With a flexible schedule, you can search for low-season hotel rates and off-season airfare deals. Restaurants will compete for your business during the off-season by offering deals and promotions to get you in the door. Aside from saving money, you'll also save a lot of time during the off season by skipping long lines at tourist attractions and museums.
Opt for slow travel
Slowing down the pace of travel (sometimes called “slow travel”) can lead to cost savings as well. Consider a one-week trip to Europe. Let's say Berlin, Germany.
Flights are about $1,200 from my local airport and mid-range hotels are about $100 per night. A one-week trip would be almost $2,000 for transportation and accommodations. Stretch that trip to two weeks, and the price goes up only $700 since you don't have to buy a second plane ticket for the second week.
Maybe you don't want to spend two weeks in Berlin.
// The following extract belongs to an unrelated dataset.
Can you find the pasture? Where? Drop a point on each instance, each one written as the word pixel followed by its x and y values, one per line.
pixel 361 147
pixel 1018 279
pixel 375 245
Why not explore the German countryside or visit a nearby country while you're there? By spending more time at your destination, you can reduce your per-day travel expenses by spreading the cost of airfare over a longer trip.
Instead of merely ticking off a list of all the tourist hotspots in a short trip, you can spend more time getting acquainted with a city and its people. Ride the commuter train to the end of the route. Practice your German on unsuspecting commuters. Get lost and then find your way back to your hotel with some fortuitous beer pit stops along the way.
Whatever your individual tastes in travel, retirement is the perfect time to see more of the world and rediscover your adventurous side!